Hi Allie, I can see that your mother's inheritance was a sure turning point, and also your leaving your first husband; but was getting married the first time a true turning point, in that it changed your life in a way that influenced everything that came after? Having the ability to fight through tough times is part of one's character, I would say. (Personal opinion only, of course.) As for our vision, that's always changing, isn't it.
Going to Vilcabamba may have been another turning point for you - but maybe that followed on from some earlier decision. What prompted you to go there? My son and his girlfriend were on the hippy trail down there for a time 16 years ago, and my wife (his mother) visited them there. Becoming a hippy could be considered a turning point of his life, but I that decision really just followed his random decision a couple of years earlier, to "turn left at Galveston". But I could be wrong about that, too! Maybe even that had its genesis in dropping out of college years before that.
Hi there Gordon,
I didn't get married to him. I was at the time in my life when I was looking for a serious and long-term relationship, in which case I gave way too much devotion to someone who inevitably did not have my best interest in mind nor did he have self-control over his emotions, which was derived from his childhood trauma. Basically, I was naive at the time, thinking that love itself could change things around [possibly it can, but not with him], but still ironically love did change things around for me, but it just wasn't "my egoic vision" with him, but another type of love and healing revealed itself to me later from my own open heart. For the first time, I poured my everything into someone, but I believe that eventually that man would have killed me [he had major anger issues]. You could say it was a very character building scenario. I even ended up being homeless for several months as well, after my dog died and a roommate off craigslist bailed on rent in the same month. That was another turning point and character building moment. Truly, I was way too trusting of other people, which was my real problem.
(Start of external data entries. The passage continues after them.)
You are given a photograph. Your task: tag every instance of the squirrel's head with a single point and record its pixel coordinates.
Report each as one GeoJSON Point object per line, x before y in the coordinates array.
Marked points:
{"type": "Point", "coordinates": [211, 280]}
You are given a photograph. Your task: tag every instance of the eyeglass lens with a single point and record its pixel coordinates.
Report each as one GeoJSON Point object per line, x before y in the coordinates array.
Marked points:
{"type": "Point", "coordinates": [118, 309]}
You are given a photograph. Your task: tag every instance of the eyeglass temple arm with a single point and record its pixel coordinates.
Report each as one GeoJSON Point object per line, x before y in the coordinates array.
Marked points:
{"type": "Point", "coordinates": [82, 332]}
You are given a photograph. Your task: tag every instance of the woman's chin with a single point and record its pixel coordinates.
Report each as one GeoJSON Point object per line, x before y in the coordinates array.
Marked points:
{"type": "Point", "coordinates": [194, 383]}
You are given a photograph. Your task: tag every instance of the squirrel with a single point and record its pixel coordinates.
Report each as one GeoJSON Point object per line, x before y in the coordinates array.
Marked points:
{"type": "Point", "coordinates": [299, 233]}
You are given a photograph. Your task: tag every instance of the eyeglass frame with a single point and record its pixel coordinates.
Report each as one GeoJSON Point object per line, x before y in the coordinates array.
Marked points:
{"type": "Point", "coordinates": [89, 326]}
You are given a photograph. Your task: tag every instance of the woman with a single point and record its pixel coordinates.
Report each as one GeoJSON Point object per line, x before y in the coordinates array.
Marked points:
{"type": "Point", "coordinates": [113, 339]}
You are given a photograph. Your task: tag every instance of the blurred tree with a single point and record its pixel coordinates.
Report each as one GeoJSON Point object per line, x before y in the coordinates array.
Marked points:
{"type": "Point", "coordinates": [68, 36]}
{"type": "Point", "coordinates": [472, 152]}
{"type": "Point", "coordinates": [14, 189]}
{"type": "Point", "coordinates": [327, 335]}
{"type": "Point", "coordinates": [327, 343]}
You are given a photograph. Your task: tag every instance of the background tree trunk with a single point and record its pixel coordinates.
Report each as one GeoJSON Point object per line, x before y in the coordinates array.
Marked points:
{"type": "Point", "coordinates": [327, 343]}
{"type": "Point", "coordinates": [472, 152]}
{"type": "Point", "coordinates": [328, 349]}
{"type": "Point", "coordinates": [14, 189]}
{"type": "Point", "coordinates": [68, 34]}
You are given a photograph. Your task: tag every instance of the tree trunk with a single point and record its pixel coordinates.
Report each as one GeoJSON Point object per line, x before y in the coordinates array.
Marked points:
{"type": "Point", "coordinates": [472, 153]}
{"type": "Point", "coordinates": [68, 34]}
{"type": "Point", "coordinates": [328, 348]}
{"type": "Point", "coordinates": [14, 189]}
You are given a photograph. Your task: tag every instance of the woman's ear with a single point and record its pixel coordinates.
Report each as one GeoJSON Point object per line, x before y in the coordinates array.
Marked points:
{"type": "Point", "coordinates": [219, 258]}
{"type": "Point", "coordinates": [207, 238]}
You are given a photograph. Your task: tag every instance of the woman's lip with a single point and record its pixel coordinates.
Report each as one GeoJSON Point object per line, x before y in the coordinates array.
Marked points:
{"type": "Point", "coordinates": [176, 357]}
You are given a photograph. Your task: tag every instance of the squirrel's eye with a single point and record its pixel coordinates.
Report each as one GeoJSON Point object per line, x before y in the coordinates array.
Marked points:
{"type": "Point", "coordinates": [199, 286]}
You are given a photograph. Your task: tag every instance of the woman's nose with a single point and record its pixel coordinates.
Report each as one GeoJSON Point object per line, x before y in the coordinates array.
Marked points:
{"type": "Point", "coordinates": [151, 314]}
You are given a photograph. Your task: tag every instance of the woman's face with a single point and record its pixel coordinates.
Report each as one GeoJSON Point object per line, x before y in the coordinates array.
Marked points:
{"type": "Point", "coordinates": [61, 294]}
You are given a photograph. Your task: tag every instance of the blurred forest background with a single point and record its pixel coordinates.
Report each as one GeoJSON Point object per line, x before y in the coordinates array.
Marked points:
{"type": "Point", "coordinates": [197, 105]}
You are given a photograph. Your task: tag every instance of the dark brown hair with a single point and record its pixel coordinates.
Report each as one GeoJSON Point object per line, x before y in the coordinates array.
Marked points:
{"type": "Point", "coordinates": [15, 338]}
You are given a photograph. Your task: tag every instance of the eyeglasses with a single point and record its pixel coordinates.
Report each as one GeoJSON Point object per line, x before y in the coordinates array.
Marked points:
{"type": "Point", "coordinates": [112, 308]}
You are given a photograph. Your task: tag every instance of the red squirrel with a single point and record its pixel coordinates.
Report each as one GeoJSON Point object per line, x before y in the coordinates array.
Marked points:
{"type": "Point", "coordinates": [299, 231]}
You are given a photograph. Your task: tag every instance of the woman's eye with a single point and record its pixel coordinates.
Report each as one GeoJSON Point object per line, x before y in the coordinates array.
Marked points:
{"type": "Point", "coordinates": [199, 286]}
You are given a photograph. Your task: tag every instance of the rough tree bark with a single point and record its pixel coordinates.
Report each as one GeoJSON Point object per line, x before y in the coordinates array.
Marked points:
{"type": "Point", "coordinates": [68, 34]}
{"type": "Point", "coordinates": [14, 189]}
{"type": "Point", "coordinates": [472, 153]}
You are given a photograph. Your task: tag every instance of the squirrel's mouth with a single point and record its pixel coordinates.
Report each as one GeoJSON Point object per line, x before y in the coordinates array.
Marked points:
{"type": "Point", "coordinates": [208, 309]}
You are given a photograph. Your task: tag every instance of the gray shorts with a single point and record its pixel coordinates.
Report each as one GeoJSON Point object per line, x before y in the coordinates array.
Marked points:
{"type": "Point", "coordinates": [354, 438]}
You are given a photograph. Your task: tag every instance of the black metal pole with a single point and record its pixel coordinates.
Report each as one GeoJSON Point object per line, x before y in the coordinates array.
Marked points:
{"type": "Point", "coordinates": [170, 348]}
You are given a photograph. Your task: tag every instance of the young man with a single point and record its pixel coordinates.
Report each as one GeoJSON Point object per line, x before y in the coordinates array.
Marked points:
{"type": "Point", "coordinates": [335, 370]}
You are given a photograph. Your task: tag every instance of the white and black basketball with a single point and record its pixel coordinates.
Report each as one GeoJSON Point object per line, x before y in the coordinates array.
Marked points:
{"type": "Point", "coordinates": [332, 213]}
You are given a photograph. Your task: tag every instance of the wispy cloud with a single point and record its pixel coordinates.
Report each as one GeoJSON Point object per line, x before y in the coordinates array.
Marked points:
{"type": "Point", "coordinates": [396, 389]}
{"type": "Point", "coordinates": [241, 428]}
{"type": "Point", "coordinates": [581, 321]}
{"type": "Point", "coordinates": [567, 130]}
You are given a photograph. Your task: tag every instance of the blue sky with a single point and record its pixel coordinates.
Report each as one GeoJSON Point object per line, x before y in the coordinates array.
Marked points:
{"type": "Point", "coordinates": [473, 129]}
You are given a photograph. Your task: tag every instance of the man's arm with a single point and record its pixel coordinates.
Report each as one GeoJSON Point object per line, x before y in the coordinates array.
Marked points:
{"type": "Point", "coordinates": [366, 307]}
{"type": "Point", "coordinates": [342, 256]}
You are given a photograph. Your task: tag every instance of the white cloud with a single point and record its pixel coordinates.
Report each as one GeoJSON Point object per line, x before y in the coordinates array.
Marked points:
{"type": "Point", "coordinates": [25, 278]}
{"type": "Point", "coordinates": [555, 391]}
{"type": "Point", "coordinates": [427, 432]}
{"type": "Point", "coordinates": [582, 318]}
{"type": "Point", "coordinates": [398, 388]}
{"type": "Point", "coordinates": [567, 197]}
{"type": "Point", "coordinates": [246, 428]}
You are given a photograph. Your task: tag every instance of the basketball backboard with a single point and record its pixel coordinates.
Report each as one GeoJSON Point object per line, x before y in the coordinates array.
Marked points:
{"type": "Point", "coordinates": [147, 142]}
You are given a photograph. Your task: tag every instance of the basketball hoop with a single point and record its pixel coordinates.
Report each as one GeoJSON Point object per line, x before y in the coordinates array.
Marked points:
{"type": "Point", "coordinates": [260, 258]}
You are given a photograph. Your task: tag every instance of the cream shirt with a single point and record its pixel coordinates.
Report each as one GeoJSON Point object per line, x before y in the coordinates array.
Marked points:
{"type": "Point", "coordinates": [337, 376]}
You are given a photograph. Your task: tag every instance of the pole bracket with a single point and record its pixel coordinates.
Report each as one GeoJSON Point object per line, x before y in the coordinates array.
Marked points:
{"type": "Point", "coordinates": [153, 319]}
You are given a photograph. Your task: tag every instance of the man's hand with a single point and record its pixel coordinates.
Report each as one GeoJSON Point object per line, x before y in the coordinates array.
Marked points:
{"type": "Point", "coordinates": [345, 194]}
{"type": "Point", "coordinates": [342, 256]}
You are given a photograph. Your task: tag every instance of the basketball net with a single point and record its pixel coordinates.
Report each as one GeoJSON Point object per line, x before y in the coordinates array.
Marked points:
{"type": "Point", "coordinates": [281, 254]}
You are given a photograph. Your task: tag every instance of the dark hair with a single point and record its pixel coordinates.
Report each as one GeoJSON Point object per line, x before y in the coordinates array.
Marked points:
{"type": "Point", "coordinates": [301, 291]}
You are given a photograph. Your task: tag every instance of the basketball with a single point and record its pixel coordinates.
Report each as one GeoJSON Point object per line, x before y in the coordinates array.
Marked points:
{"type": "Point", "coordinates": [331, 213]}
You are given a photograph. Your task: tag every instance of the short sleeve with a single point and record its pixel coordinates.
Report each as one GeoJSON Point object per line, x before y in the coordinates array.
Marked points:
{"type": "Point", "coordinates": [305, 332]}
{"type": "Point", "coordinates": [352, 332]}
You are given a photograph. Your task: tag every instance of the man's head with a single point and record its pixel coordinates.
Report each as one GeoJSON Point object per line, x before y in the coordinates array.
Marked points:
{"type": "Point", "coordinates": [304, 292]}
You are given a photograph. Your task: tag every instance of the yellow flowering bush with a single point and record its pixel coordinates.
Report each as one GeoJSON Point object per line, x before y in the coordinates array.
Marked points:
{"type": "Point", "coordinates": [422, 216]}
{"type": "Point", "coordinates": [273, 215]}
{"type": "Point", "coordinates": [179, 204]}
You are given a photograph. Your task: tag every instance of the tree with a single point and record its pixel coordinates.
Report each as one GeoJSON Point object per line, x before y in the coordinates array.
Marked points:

Also, I went to Lima, Peru, not Vilcabamba yet [I've researched and read on Vilcabamba for years, but it's a plan to go and feel it out]. My initial attraction to Vilcabamba was due to the expat scene there and the beauty, but honestly I've really outgrown that "hippy mindset" in many ways. I'm less of a hippy and more of an open-minded person, with the belief that people should live their lives as they please, but always with respect to others. I did, however, at one point have a truck camper with plans to live and travel around the USA, but it was terribly hot and parking via campsites was much more expensive than anticipated, plus the truck ended up breaking down. Regardless, I originally went to Peru with intentions to stay for a while, sold everything of mine, but that same boyfriend was way too afraid to step outside of his comfort zone and find a job. Instead, I flew back to the states and continued the relationship [sad face]. Another turning point, haha! I more closely notice red flags in people now versus viewing traits as weaknesses or "character flaws." Seeing a person's potential is one thing, but seeing things for what they actually are is the real truth.